Horton, reached Monday, said he applauded Page’s actions, but was disappointed that it took a citizen to stand up for him and Sterling.

“I just think it’s a shame that the grand jury and DA aren’t representing elected officials and you have a member of electorate spending their own money and time,” he said. “It’s just not fair.”

The courts are currently sorting through a maze of lawsuits and counter lawsuits dealing with the board’s previous discipline of Sterling, who must attend public sessions of board meetings from a video hookup from across the street. She is barred from hospital property (except in emergency) by a temporary restraining order, which the district is hoping to make permanent.

Page said he believes the board’s actions are an attempt to silence viewpoints critical of the hospital administration’s bonuses and salary increases, viewpoints he shares. The closed session issue, he said, has not been discussed in any of the existing lawsuits.

The board met in closed session last month and authorized CEO Larry Anderson to launch a study of whether he should be given a raise. Anderson last received a raise in November, when his base pay increased to $500,000 from $480,000 and a bonus option was added. He was given a $115,000 bonus in August.

Anderson was one of the highest-paid public officials in the state in 2009; his pay ranked 20th among more than 800,000 local government officials listed in a database compiled by the state controller and reviewed by The Watchdog.

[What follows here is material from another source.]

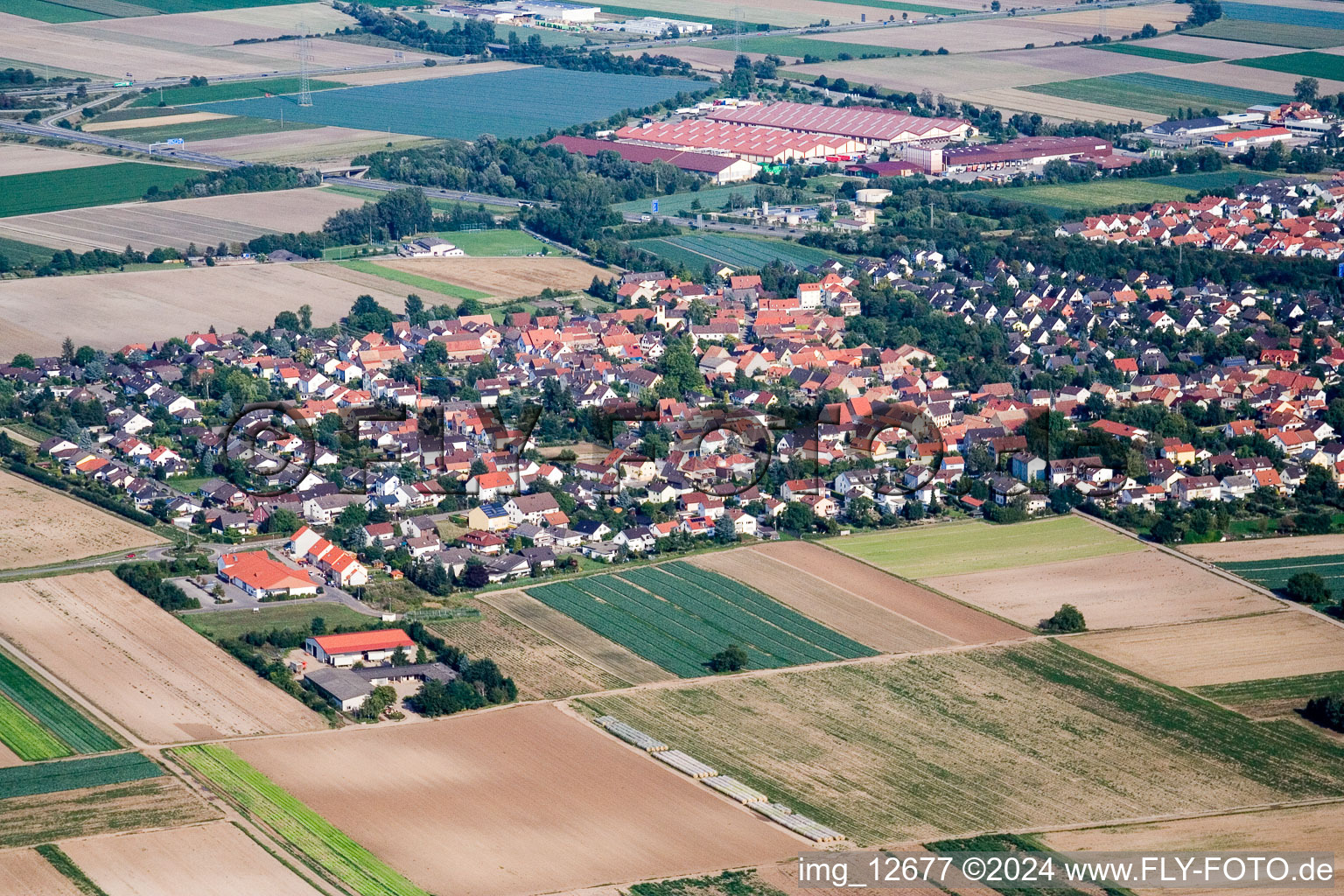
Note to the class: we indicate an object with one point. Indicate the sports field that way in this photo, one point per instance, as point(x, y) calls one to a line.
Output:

“We are litigating my rights as a taxpayer to equal representation,” Page said. “There is an effort to exclude certain viewpoints from that board room, and those directors are being prohibited from meaningfully representing their constituents.”

Page is the attorney who successfully sued the MiraCosta College District to void its $1.6 million severance to former President Victoria Richart.

In 2007, Page sued MiraCosta to invalidate the settlement with Richart, who had fallen out of favor with school officials after a scandal involving the school’s horticulture department and the illegal sale of taxpayer-funded palm trees broke out under her watch.

Page’s lawsuit argued that the settlement was the fruit of illegal secret meetings held by board members in the months leading up to Richart’s resignation.

In 2010, Page backed a slate of candidates who swept out incumbent members of the college board linked to the settlement.